A Montney exploration well in the Dawson Creek area has been drilled to 3,720 m TVD and has just completed logging operations. The logging engineer runs three wireline log suites at different times after circulation stopped: Suite 1 (GR/resistivity) run 2 hours after pumps off, MRT reads 98°C at 3,720 m; Suite 2 (neutron/density) run at 3.5 hours, MRT reads 104°C; Suite 3 (sonic) run at 6.5 hours, MRT reads 111°C. Total circulation time before logging was 8 hours. The geologist requires BHST for PVT sampling planning and cement design for the forthcoming production casing job.
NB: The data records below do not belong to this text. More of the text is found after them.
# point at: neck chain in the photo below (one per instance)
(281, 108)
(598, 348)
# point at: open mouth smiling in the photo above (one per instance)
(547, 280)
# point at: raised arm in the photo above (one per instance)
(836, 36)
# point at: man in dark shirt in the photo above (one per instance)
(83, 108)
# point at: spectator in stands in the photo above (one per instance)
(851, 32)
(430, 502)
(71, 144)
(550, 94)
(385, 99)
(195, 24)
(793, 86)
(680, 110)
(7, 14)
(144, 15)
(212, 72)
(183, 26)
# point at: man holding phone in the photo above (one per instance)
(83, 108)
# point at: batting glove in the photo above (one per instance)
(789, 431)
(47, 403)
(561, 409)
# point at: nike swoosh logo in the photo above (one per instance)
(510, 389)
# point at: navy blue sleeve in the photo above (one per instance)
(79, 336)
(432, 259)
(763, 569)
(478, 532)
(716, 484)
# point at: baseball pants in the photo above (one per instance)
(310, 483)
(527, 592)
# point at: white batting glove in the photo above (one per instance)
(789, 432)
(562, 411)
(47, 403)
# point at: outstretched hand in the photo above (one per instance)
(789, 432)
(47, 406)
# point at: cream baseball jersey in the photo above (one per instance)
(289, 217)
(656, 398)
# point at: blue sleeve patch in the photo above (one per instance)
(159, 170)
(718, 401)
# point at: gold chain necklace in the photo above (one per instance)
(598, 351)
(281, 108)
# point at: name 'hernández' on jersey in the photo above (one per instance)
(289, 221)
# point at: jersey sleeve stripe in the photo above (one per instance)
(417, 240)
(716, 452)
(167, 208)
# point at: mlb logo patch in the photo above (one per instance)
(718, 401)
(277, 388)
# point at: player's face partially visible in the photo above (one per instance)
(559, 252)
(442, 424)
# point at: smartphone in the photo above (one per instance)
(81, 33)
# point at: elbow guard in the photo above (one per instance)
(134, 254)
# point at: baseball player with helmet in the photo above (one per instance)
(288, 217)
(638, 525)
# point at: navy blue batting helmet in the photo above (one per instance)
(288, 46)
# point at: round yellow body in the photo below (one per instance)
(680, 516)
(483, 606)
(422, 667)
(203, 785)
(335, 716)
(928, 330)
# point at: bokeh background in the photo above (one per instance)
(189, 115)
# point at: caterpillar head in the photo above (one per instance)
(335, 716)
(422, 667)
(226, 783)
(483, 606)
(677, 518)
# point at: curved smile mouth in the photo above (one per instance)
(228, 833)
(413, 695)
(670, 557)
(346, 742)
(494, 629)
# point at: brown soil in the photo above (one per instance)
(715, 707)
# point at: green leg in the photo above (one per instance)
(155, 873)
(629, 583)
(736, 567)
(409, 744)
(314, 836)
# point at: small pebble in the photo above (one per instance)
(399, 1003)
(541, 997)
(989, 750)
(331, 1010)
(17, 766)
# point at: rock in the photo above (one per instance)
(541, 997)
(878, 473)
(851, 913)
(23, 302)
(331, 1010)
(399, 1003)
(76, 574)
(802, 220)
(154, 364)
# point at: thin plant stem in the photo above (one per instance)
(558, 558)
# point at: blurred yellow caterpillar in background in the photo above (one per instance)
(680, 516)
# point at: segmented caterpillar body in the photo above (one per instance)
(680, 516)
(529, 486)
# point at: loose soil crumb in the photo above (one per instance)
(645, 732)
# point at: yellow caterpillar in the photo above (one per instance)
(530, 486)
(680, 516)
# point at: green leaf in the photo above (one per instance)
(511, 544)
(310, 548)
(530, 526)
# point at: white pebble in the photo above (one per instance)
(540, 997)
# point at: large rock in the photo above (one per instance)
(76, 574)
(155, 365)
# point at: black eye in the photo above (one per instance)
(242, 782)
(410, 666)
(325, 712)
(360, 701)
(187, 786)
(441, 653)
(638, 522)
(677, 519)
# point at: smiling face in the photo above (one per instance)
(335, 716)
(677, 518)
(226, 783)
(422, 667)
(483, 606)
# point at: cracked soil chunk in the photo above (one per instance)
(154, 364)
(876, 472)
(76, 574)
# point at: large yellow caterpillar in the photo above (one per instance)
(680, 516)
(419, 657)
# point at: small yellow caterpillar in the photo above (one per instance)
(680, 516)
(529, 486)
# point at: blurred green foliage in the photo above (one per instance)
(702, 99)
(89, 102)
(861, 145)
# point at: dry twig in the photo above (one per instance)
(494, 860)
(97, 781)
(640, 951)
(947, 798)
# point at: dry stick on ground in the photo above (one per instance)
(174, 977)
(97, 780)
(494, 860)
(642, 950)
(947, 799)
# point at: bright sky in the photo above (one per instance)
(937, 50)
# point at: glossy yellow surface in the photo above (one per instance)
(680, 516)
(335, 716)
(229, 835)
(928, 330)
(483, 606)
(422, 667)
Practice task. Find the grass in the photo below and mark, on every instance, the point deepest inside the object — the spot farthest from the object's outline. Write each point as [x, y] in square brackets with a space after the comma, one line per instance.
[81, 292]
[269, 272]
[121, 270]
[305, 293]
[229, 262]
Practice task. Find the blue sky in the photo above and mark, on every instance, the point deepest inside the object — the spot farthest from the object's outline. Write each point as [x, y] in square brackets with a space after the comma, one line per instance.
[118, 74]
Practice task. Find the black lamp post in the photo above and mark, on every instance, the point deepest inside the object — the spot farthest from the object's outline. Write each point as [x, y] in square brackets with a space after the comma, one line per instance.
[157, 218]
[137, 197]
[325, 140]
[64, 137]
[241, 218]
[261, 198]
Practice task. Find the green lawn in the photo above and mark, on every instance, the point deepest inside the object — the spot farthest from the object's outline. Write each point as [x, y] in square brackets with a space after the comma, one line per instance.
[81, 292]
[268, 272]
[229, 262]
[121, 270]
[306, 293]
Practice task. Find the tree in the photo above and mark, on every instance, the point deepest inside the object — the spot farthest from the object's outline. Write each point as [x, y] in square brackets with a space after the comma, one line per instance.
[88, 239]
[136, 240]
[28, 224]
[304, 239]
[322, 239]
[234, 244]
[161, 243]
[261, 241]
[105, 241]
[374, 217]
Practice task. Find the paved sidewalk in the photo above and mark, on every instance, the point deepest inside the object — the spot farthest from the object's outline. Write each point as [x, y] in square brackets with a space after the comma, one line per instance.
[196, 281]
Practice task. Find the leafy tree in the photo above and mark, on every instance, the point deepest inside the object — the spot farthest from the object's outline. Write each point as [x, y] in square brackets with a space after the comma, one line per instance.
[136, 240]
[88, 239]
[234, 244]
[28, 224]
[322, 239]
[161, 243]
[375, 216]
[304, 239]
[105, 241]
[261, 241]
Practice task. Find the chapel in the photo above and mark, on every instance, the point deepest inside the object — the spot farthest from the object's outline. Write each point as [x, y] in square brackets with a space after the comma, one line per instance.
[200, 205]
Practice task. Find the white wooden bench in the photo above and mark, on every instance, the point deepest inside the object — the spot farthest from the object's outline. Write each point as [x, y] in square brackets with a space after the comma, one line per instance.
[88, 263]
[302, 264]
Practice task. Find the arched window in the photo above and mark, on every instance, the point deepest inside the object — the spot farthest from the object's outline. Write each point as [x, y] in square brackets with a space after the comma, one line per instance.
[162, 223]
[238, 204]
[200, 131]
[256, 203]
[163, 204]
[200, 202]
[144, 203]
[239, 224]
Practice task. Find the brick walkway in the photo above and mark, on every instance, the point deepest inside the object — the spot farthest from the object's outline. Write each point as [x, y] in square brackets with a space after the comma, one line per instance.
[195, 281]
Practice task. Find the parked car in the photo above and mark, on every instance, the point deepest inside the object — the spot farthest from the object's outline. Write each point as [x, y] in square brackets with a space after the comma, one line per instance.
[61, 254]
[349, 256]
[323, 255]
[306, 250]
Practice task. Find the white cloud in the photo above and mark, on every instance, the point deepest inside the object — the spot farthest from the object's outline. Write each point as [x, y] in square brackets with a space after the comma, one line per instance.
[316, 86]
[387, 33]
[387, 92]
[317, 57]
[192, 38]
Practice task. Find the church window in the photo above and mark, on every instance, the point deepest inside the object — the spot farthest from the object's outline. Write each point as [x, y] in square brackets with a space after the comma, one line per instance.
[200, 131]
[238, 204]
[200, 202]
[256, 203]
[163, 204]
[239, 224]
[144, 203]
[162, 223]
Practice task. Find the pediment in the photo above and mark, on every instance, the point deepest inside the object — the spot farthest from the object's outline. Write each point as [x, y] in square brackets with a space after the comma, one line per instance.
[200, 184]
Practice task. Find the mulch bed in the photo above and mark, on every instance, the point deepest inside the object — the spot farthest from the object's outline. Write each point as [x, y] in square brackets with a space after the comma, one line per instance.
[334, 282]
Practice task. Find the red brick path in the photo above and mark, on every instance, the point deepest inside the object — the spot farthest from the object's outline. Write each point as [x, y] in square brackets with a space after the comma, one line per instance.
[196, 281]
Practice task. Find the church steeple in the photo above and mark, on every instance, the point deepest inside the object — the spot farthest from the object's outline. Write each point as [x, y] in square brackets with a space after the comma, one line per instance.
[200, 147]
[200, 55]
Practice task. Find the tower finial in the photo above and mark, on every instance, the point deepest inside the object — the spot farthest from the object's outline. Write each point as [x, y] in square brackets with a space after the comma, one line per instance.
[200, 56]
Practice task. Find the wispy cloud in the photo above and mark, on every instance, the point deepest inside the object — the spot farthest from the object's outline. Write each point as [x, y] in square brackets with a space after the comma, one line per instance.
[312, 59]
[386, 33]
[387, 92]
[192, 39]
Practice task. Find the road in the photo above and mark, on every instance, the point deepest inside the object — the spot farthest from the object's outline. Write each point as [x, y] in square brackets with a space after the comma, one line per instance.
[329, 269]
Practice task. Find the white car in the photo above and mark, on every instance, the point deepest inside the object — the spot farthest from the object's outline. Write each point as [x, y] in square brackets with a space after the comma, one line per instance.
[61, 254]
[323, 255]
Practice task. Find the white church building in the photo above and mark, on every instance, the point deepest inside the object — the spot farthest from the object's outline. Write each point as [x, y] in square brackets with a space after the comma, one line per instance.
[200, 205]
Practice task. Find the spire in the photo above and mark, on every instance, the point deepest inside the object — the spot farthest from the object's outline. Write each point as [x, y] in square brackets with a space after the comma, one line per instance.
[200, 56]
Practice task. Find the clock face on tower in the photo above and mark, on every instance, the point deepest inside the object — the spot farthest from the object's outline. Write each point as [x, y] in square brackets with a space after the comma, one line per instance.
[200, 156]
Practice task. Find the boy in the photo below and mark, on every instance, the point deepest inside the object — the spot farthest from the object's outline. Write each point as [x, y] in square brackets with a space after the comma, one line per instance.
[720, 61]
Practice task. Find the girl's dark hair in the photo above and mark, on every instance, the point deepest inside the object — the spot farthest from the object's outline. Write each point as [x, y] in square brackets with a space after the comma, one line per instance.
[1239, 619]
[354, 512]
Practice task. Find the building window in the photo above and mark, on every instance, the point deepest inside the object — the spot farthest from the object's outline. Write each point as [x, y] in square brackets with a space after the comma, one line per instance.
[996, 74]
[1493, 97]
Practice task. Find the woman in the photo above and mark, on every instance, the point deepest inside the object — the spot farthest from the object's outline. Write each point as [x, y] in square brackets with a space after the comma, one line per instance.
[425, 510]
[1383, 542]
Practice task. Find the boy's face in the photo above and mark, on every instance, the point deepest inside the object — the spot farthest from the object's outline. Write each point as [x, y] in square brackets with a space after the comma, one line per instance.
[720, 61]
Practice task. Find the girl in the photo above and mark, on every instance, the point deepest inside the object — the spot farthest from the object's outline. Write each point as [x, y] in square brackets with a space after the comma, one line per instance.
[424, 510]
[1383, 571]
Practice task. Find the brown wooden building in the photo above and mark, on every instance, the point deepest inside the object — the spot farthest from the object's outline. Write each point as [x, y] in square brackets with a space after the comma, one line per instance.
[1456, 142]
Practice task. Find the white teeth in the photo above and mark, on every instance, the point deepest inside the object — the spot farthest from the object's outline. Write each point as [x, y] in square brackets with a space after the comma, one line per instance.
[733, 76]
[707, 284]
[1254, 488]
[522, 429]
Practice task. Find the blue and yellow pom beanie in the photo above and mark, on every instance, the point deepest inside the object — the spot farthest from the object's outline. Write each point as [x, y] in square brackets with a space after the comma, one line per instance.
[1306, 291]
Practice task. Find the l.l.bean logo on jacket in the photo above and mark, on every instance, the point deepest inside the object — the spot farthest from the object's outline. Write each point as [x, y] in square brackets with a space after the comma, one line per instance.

The Horner temperature plot uses x-axis = log10((tc + TSLC)/TSLC) and y-axis = MRT: Point 1: x = log10((8+2)/2) = log10(5.0) = 0.699, MRT = 98°C. Point 2: x = log10((8+3.5)/3.5) = log10(3.29) = 0.517, MRT = 104°C. Point 3: x = log10((8+6.5)/6.5) = log10(2.23) = 0.348, MRT = 111°C. The three points define a straight line with slope -46.5°C/log-unit; extrapolated to x = 0 (infinite shut-in time): BHST = 111 + 46.5 × 0.348 = 127.2°C. The formation temperature estimate is 127°C, compared to the maximum measured BHT of 111°C — a 16°C difference that would cause significant errors if ignored. The cementing engineer uses BHCT = 127°C - 28°C (circulating cooling correction from API RP 10B-2 for this depth and pump rate) = 99°C, selecting API Schedule 8 (100°C) for the thickening time test of the planned production casing slurry.